Descriptive complexity for pictures languages (extended abstract)

TL;DR

This paper explores the descriptive complexity of picture languages across any dimension using logical fragments, providing uniform characterizations of recognizable languages and cellular automata complexity classes.

Contribution

It generalizes existing characterizations to any dimension and offers the first machine-independent logical characterizations of cellular automata complexity classes.

Findings

Logical characterizations of recognizable picture languages

First machine-independent characterizations of cellular automata complexity

Hierarchy results showing the limits of logical characterizations

Abstract

This paper deals with descriptive complexity of picture languages of any dimension by syntactical fragments of existential second-order logic. - We uniformly generalize to any dimension the characterization by Giammarresi et al. \cite{GRST96} of the class of \emph{recognizable} picture languages in existential monadic second-order logic. - We state several logical characterizations of the class of picture languages recognized in linear time on nondeterministic cellular automata of any dimension.
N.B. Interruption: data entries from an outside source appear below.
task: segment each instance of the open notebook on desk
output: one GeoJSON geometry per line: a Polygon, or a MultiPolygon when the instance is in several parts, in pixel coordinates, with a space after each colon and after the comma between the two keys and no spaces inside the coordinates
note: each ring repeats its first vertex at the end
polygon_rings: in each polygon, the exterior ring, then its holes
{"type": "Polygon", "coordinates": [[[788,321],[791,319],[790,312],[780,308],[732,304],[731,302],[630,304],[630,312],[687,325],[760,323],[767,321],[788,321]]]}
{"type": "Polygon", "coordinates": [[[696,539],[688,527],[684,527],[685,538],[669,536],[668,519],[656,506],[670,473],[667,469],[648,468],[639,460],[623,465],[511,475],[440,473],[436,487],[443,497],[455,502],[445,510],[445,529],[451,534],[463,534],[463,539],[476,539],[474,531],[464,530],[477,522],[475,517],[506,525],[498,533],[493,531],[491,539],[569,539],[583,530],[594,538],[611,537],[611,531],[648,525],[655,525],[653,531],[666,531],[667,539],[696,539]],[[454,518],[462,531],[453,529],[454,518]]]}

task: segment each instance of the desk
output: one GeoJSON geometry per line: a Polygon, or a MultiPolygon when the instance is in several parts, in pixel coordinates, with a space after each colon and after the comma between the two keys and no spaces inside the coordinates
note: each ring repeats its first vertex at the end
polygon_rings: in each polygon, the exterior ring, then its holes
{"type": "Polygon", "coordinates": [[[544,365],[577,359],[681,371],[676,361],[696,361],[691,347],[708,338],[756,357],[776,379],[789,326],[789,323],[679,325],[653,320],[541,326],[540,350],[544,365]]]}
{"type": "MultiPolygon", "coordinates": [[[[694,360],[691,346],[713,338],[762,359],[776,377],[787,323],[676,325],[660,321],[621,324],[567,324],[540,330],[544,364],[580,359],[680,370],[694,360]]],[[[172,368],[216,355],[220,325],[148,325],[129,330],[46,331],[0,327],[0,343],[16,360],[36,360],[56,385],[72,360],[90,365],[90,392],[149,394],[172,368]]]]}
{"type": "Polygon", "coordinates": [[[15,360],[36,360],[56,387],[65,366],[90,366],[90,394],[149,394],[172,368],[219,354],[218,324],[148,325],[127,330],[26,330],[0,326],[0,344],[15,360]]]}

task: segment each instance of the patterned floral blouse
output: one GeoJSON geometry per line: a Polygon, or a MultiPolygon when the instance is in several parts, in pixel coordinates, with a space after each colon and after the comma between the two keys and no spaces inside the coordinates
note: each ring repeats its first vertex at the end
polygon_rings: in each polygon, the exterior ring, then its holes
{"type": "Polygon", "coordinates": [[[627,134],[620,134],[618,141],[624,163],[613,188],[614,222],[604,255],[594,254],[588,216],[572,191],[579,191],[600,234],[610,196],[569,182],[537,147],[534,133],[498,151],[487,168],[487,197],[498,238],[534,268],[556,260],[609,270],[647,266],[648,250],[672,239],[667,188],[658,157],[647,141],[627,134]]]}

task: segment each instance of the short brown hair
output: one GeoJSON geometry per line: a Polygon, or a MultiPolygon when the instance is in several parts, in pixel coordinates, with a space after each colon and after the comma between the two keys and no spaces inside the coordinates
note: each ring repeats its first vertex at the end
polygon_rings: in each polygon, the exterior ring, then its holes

They are the first machine-independent characterizations of complexity classes of cellular automata. Our characterizations are essentially deduced from normalization results we prove for first-order and existential second-order logics over pictures. They are obtained in a general and uniform framework that allows to extend them to other "regular" structures. Finally, we describe some hierarchy results that show the optimality of our logical characterizations and delineate their limits.